Pega no telefone, liga para a central do Ministério da Educação e atira:
“Eu preciso de arranjar uma escola para o meu filho, que já tem o buço a despontar. Pode indicar-me um número de telefone, por favor?”,
e diz a telefonista,
“Números de telefone tenho muitos.

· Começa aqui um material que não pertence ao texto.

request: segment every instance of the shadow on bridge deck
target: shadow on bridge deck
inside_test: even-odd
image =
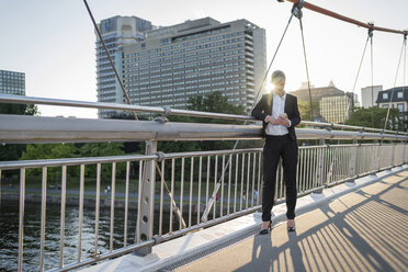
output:
[[[408,271],[408,170],[177,271]]]

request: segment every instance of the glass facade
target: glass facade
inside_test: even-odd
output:
[[[320,115],[329,123],[344,123],[349,120],[352,109],[352,98],[349,95],[327,97],[320,100]]]
[[[136,16],[114,16],[102,20],[99,27],[115,69],[122,78],[123,46],[141,41],[144,34],[140,32],[150,30],[151,24]],[[95,52],[98,101],[105,103],[123,103],[122,88],[98,35]],[[115,111],[99,110],[100,117],[110,117],[114,114],[116,114]]]
[[[190,97],[220,91],[249,110],[256,64],[253,27],[247,25],[239,20],[124,47],[124,84],[132,102],[185,109]]]
[[[25,73],[0,70],[0,93],[25,95]]]

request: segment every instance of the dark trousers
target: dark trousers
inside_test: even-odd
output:
[[[283,179],[286,185],[287,219],[295,218],[297,199],[296,166],[298,147],[288,134],[283,136],[267,135],[263,146],[263,184],[262,184],[262,220],[271,219],[271,209],[275,197],[276,170],[282,158]]]

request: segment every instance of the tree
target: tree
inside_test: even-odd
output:
[[[38,107],[33,104],[0,103],[0,114],[39,115]],[[18,160],[25,150],[26,145],[0,146],[0,161]]]
[[[372,106],[369,109],[355,107],[350,118],[345,122],[347,125],[384,128],[385,118],[388,109]],[[388,123],[386,129],[406,131],[405,122],[399,117],[397,109],[389,110]]]
[[[123,143],[88,143],[79,148],[80,157],[106,157],[124,155]],[[116,175],[123,175],[126,170],[124,163],[116,165]],[[97,177],[97,166],[90,165],[86,167],[86,174]],[[112,175],[112,163],[101,166],[101,178],[104,181]]]

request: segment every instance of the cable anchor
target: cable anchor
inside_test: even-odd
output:
[[[303,8],[304,2],[305,2],[304,0],[298,0],[298,2],[293,4],[292,7],[291,12],[297,19],[302,19],[303,16],[302,8]]]

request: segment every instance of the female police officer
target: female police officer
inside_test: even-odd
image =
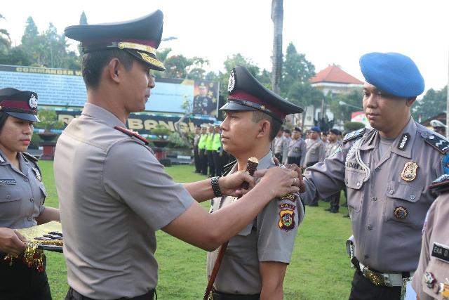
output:
[[[0,89],[0,299],[51,299],[43,269],[22,259],[25,239],[16,228],[59,220],[59,209],[45,207],[46,191],[37,159],[25,151],[39,122],[37,94]],[[9,255],[7,255],[9,254]],[[5,259],[5,258],[6,259]],[[45,266],[45,256],[43,256]]]

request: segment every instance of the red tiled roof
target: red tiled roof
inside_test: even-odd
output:
[[[310,83],[316,84],[318,82],[335,82],[339,84],[363,84],[356,77],[349,75],[340,67],[335,65],[329,65],[324,70],[321,70],[314,77],[311,78]]]

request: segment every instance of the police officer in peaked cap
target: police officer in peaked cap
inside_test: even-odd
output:
[[[0,299],[51,300],[46,257],[25,263],[26,239],[15,229],[59,220],[47,195],[37,159],[25,151],[37,117],[37,94],[0,89]]]
[[[220,108],[226,113],[220,128],[223,149],[236,159],[229,174],[245,170],[250,157],[258,160],[257,170],[274,167],[271,142],[286,116],[302,109],[263,86],[243,66],[233,69],[228,91],[227,103]],[[299,195],[290,196],[269,202],[230,239],[213,282],[214,299],[283,299],[286,270],[304,215]],[[215,197],[210,211],[227,209],[235,202],[233,197]],[[220,263],[217,256],[217,250],[208,254],[209,280]]]
[[[371,129],[343,144],[304,174],[306,202],[346,185],[356,266],[350,299],[400,299],[418,265],[421,230],[435,200],[427,186],[448,171],[449,142],[415,122],[424,89],[415,63],[397,53],[360,58],[363,106]]]
[[[70,26],[81,42],[88,99],[67,126],[55,154],[55,179],[65,236],[67,299],[150,299],[157,283],[155,232],[212,250],[240,231],[276,195],[297,190],[297,173],[259,172],[259,183],[229,209],[212,214],[198,204],[222,194],[241,195],[245,172],[175,183],[147,141],[125,126],[145,110],[163,70],[160,11],[127,22]],[[276,182],[276,188],[266,185]],[[244,212],[244,213],[242,213]],[[205,230],[207,228],[207,230]]]

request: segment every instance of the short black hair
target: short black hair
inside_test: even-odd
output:
[[[261,110],[253,110],[253,122],[257,123],[262,119],[266,119],[269,122],[269,141],[271,142],[274,139],[274,138],[276,138],[278,132],[279,132],[279,130],[281,130],[282,122],[276,120],[276,119],[274,119],[272,117],[269,116]]]
[[[133,67],[133,63],[135,60],[133,56],[120,49],[89,52],[83,56],[81,72],[88,89],[95,89],[98,86],[103,69],[113,58],[120,60],[127,70]]]
[[[1,133],[1,130],[3,129],[3,126],[5,126],[5,122],[6,119],[9,117],[5,112],[0,112],[0,133]]]

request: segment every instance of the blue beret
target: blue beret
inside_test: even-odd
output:
[[[311,131],[315,131],[315,132],[321,132],[321,130],[320,129],[320,128],[317,126],[314,126],[312,128],[310,129],[310,130]]]
[[[413,60],[393,52],[373,52],[360,58],[365,80],[380,90],[398,97],[416,97],[424,91],[424,79]]]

Quantos quer?”
e diz o meu pai,
“Podem ser uns quatro ou cinco, não vá dar-se o caso de alguma linha estar avariada.”
E diz a telefonista,
“Avarias é costume haver… Quer mais perto ou mais longe de casa?
É que, às vezes, os pais para se livrarem dos filhos, gostam muito de os pôr à distância.”
E diz o meu pai,
“Não, não me quero livrar dele, que me faz falta para sachar as alfaces, tratar das galinhas e dar de comer ao burro. Não sei se tem outros préstimos…”

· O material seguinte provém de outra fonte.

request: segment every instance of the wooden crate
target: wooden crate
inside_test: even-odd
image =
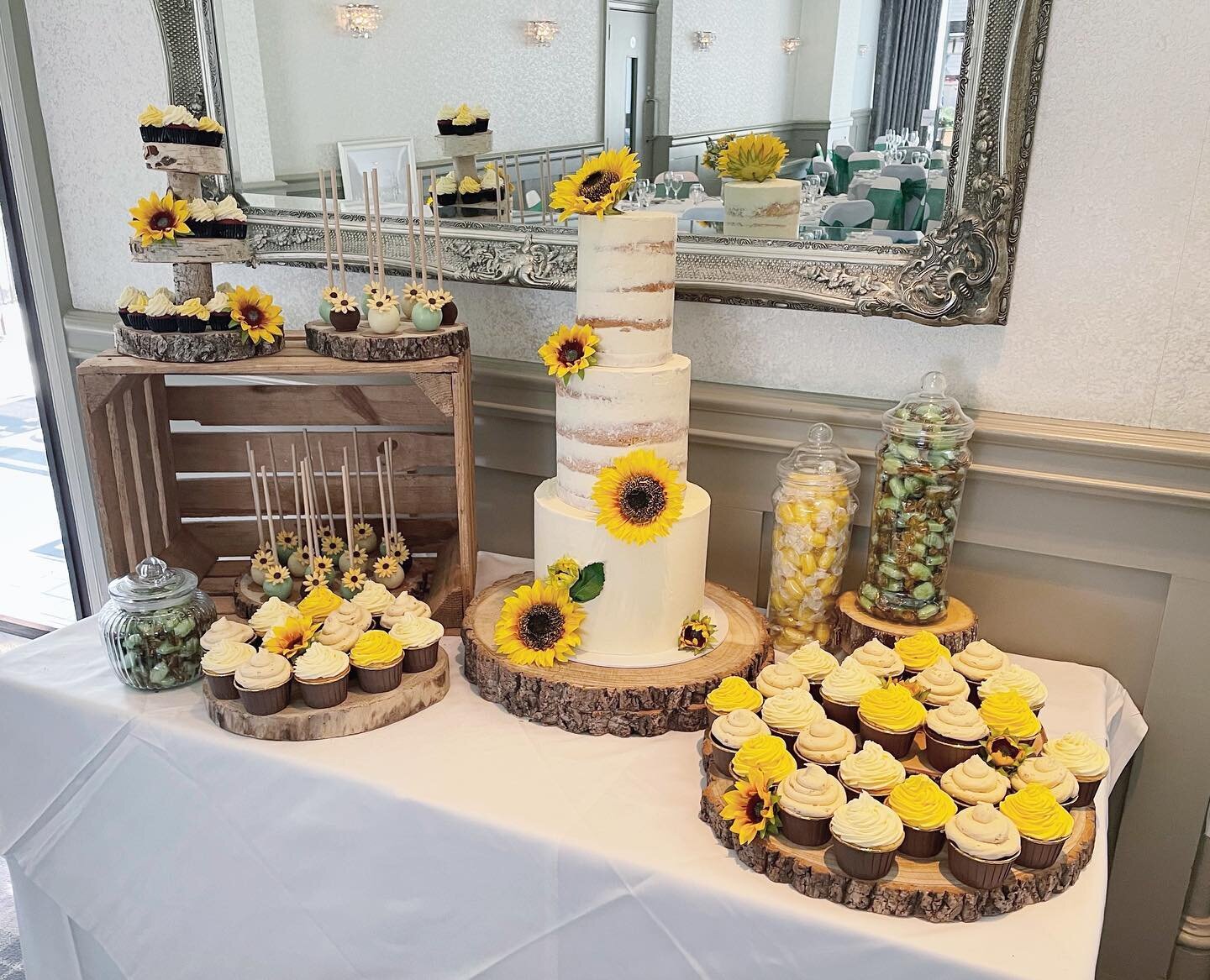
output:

E eu fiquei a olhar para ele e a pensar,
“Será que o meu pai vai contrair algum empréstimo para me poder mandar à escola? Nesse caso, não quero ir. Ainda tem de hipotecar o burro e depois pode vir-se a acabar a brincadeira de andar com o jumento aos pinotes p’la lezíria.”
Estava eu nestes pensamentos quando ouvi o meu pai:
“Está lá? É da escola?”
“Sim, diga, se faz favor”, responde a funcionária da escola que serve para responder a perguntas.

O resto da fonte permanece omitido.